The structural stability of the SFC may also have contributed to nerve regeneration. The SFC exhibited favorable compressive stress (stiffness) without any collapse (toughness) and favorable lumen restoration after compression (elasticity). Furthermore, the SFC maintained adequate patency without rapid degradation for three months after transplantation in vivo. Maintaining luminal patency is essential to retain neurotrophic and growth factors inside the conduit and to promote angiogenesis, macrophage migration, axon elongation, and myelination, depending on the regeneration mechanism described above5,6,7,8. Since collapse or kinking of the conduit may compromise nerve regeneration by causing nerve compression and ischemia53, maintaining a hollow SFC structure with stiffness and toughness may have facilitated peripheral nerve regeneration. However, another favorable property of the SFC is its elasticity. While stiff substrates limit nerve outgrowth, soft substrates exhibit positive effects on nerve regeneration76. Elastic conduits are particularly required around joints or fingers77. The SFC has an appropriate balance of stiffness and elasticity, which may be beneficial for nerve regeneration. Furthermore, its resistance to biodegradation may facilitate nerve regeneration. In general, the nerve conduit durability should scale with the duration of nerve regeneration, and its degradation should be slow enough to maintain structural integrity for axonal guidance78,79. The SFC underwent rapid degradation under a highly concentrated enzymatic solution in vitro; however, in vivo, its luminal structure was maintained during nerve regeneration without significant loss of its original structure. In fact, the SFC degradation rate could be slowed down further by adjusting the concentration of the SF aqueous solution to apply it to longer nerve defects80,81,82. Therefore, the SFC can be modulated to be used for transplantations of peripheral nerves with longer deficits.
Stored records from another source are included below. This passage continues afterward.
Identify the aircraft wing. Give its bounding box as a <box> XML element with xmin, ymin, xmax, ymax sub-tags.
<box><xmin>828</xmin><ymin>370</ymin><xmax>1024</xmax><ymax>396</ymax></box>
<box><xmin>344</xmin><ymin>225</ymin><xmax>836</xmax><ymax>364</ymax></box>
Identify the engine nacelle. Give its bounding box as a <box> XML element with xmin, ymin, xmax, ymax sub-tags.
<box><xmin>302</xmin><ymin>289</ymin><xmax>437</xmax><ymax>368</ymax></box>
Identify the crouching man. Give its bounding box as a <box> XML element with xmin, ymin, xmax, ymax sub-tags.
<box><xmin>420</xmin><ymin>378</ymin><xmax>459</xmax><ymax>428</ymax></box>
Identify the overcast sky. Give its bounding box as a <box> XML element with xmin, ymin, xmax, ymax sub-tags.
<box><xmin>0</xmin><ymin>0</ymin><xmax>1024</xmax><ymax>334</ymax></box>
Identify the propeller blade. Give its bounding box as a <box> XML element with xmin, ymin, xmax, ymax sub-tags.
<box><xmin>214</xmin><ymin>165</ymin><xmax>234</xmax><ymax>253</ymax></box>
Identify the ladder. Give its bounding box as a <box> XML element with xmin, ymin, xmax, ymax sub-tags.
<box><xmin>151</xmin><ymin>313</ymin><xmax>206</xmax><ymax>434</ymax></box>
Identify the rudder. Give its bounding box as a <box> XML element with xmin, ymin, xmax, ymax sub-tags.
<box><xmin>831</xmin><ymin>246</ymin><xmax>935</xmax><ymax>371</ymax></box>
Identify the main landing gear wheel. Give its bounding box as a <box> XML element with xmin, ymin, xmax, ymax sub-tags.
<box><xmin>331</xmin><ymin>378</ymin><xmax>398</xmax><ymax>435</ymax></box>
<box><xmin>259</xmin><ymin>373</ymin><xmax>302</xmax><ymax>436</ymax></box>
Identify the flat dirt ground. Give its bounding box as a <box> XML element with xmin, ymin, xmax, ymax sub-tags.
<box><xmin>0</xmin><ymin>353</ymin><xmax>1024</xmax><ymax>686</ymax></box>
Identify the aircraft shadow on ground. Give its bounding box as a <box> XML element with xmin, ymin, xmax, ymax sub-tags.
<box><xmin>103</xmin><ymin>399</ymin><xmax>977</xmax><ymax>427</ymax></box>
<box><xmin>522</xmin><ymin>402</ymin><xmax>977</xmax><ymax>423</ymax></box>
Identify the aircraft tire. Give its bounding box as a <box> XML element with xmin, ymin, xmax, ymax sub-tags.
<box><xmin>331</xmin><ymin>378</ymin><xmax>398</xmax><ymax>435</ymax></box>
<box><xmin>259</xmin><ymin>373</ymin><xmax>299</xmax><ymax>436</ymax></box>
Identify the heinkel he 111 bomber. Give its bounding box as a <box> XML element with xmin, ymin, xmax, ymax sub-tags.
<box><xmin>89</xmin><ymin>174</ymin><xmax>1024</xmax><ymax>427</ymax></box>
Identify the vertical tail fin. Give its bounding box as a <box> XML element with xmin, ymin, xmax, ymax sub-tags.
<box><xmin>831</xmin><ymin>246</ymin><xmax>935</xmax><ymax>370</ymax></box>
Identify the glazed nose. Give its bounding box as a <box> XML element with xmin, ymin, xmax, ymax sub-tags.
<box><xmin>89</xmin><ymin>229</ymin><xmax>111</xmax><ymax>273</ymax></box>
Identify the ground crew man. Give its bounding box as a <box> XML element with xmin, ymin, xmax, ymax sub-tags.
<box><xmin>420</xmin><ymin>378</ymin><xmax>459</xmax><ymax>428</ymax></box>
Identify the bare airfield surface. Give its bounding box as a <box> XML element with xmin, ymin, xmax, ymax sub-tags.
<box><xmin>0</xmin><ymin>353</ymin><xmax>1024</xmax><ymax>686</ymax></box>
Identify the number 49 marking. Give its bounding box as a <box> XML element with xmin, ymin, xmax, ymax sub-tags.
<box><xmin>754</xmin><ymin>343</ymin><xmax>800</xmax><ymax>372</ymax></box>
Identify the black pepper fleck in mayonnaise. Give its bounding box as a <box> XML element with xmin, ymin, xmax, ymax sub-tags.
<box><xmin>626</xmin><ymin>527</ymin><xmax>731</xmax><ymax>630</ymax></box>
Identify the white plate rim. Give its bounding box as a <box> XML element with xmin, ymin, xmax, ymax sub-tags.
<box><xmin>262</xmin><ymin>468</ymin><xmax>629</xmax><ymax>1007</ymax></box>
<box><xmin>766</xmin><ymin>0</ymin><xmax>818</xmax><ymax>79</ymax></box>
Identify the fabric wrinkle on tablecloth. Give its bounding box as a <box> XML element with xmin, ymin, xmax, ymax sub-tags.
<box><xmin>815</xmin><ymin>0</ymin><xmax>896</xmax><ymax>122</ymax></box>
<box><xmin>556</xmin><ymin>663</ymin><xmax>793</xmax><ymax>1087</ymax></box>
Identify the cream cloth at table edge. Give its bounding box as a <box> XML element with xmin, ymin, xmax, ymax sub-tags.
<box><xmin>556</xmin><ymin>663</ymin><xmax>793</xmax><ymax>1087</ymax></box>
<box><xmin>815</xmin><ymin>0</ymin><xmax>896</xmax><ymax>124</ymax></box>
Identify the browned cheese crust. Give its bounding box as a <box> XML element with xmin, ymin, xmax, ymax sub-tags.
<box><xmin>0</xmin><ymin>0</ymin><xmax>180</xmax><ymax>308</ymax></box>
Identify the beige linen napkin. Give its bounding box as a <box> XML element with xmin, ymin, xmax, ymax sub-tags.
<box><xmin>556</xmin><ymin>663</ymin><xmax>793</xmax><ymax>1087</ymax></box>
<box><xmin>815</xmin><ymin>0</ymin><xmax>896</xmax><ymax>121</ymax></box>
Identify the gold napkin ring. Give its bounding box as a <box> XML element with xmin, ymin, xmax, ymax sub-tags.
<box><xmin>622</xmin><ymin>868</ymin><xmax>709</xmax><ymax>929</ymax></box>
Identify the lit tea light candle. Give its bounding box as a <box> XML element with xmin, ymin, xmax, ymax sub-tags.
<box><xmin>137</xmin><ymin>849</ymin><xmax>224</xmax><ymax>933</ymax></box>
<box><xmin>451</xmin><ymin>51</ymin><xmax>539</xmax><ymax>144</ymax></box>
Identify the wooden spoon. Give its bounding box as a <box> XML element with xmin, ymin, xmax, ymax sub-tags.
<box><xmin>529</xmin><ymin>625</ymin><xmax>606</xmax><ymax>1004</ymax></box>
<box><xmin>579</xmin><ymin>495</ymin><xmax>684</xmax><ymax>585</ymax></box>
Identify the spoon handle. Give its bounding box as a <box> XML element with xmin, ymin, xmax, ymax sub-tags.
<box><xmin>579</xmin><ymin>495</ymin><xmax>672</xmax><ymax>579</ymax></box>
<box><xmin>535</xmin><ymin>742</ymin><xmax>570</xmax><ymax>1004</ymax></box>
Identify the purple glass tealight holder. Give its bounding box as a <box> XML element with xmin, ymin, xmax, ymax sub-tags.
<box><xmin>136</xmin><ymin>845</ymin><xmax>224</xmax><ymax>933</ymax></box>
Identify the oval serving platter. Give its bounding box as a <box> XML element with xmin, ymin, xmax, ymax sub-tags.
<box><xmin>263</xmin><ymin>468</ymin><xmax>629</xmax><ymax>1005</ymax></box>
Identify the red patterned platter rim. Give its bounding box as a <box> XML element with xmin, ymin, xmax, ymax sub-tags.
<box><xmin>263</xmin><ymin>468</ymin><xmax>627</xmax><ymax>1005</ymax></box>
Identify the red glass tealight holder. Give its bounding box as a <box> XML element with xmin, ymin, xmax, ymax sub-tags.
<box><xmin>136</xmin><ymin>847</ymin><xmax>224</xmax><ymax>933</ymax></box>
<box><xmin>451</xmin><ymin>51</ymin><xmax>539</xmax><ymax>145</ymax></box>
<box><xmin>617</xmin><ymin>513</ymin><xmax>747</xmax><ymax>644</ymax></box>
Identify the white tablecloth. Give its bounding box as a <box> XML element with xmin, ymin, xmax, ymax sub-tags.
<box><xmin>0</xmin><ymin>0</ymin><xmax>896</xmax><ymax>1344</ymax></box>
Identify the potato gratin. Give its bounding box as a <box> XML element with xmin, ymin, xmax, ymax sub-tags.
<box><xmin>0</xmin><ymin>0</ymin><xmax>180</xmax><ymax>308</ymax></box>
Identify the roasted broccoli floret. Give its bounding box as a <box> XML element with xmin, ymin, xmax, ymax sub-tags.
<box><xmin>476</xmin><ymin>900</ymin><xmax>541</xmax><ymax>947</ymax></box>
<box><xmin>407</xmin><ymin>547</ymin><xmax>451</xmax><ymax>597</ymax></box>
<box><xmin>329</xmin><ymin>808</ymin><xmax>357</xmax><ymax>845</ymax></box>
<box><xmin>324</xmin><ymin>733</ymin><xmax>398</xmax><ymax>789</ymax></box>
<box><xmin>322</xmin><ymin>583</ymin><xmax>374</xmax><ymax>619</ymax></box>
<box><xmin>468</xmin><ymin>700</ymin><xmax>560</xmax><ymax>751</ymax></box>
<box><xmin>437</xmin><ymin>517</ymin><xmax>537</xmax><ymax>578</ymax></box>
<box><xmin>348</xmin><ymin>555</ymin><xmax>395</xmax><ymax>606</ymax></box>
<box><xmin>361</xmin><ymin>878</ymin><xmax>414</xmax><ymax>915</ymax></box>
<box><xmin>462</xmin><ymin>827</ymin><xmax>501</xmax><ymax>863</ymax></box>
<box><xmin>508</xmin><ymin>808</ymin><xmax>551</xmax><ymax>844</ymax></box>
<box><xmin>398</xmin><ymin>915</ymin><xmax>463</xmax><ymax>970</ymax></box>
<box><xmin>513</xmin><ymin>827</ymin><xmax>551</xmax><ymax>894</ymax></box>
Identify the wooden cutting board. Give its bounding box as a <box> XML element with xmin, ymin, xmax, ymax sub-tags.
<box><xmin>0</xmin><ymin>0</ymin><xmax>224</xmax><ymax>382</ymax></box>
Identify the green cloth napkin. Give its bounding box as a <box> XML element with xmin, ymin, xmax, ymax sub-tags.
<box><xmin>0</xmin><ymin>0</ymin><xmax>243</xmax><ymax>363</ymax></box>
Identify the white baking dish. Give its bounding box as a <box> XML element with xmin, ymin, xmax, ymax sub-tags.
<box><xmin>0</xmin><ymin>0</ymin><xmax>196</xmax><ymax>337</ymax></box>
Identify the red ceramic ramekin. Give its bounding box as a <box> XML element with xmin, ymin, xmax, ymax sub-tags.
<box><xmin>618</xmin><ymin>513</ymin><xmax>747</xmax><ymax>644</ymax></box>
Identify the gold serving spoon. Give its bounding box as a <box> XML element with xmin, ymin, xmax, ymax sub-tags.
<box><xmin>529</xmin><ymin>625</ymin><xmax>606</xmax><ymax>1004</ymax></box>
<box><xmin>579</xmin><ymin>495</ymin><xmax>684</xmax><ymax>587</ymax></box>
Currently, the materials used for commercially available artificial nerves are limited to collagen, polyglycolic acid poly-DL-lactide caprolactone, polyvinyl alcohol, chitosan, and submucosal extracellular matrix, with no SF-based artificial nerve conduits having been applied in clinical settings78. However, the unique properties of the SFC may render it advantageous for peripheral nerve regeneration in clinical practice, owing to its easy and cheap purification processes and its large-scale availability owing to its simple fabrication. We conclude that the SFC may be a promising commercially available transplantation material for peripheral nerve injury.

Although our data provide evidence that our artificial nerve is therapeutically effective, some limitations remain. When considering clinical applications, it is necessary to fabricate longer artificial nerve conduits for larger defects, because of the size limitation of the rats used in this study. Future research should experiment with larger animals to verify the therapeutic effects of the SFC and confirm its biosafety in a more reliable manner before conducting clinical trials in patients with peripheral nerve injury.

In conclusion, we developed a bioresorbable SFC, fabricated using a novel freeze-thaw process, which ensures biosafety by avoiding any harmful chemical additives. The SFC exhibited favorable biocompatibility, structural stability, and biodegradability and demonstrated peripheral nerve-regenerative effects in a rat sciatic-nerve-defect model. The unique properties of the SFC further enhanced the peripheral nerve regeneration mechanism, including vascularization, M2 macrophage recruitment, subsequent axonal elongation, and myelination. As no SFC has been applied in clinical practice, the SFC reported herein is a promising candidate for extensive peripheral nerve defects.